I thought of this reality one day last week when watching one of the late news/opinion programs broadcast on MS-NBC. Even without waiting for the benefits of hindsight, I would venture to predict that the week’s news stories will have staying power. The federal government has been partially shut down for longer than at any other point in American history. The hearing for confirming a new Attorney General focused on seeking adequate assurance that he will not impede the work of Robert Muller, the Special Counsel. Concern over President Trump’s apparent subservience to Russian dictator Vladimir Putin, aggravated by news reports that Trump is looking to destroy the NATO alliance and that he confiscated and destroyed his interpreter’s notes — the only American record of his private meeting with Putin — led eleven Republican Senators, to break ranks on a procedural vote to prevent the Trump administration from removing sanctions on a Russian oligarch close to Putin. Meanwhile, on the other side of the pond, Britain’s House of Commons voted overwhelmingly to reject the separation agreement negotiated with the European Union by the government of Prime Minister Theresa May, although it subsequently rejected a motion of no-confidence in the government. Those votes, together with the EU’s refusal to renegotiate the agreement, has thrown the British government into chaos and risks substantial damage not only to the British economy but to those of the remaining EU countries as well.

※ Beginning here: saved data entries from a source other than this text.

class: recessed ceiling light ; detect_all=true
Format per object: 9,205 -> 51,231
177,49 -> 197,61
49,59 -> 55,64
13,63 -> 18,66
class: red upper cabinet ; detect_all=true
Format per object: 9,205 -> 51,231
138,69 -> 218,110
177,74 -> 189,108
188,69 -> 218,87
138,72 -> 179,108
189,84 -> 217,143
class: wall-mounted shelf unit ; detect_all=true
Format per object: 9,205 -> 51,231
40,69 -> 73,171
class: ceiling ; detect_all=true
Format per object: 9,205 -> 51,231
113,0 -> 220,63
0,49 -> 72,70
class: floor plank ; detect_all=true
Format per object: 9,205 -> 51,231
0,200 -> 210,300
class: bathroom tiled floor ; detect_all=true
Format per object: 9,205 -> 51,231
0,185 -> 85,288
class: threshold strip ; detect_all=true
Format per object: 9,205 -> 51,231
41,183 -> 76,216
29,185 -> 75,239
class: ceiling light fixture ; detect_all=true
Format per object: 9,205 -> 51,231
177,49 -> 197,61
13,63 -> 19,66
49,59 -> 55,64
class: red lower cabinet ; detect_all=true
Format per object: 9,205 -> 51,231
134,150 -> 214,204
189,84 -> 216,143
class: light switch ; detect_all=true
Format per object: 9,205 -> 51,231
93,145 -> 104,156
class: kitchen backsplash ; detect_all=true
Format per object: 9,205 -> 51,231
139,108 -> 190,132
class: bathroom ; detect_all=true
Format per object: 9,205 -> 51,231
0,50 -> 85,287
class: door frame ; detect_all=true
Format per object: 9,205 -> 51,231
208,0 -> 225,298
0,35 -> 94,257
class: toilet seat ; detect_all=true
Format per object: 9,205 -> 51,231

How last week’s events will be viewed by history will depend on what happens next, but it’s hard to imagine a scenario in which those events will not loom large. As I look back on that week, however, the headline-grabbing breaking-news events were merely the backdrop to those personal events that were the real highlights of my week. On Sunday night my daughter and I attended a wedding, of the son of old friends, and my daughter reconnected with an old teacher with whom she had once been close but had subsequently lost contact. On Tuesday evening I made a shiva visit to a woman who had grown up in my former synagogue and whom I had known since she was a teenager. In addition to whatever comfort I was able to offer her on the passing of her father, the shiva visit enabled me to see a few others from my former synagogue, people whom I had not seen in some time. On Wednesday I participated in a board of trustees meeting of my current synagogue, which I serve as president. We discussed issues of importance to the future of the synagogue, though we didn’t reach any final conclusions. The meeting was part of an ongoing process through which we will determine our future. Each of the personal events of last week was important to me, each in its own way, and I expect that I will remember each of them after the specifics of last week’s headlines have faded from my memory.
I am not arguing against engagement in the public issues of our time. The privilege of living in a democratic society brings with it the responsibility of participating, to greater or lesser degree, in the public debate. The public issues that dominate the headlines affect all of our lives, in some ways that are obvious and others that are less so. But most people live mostly private lives, and most of the time that’s the way it should be. Only on those occasions when a public issue clearly affects our private lives do we have a clear obligation to pay attention, or else be accountable to our grandchildren for our failure.
Unfortunately, there’s no surefire way to know in real time which public issues fall into that category. Only hindsight is infallible.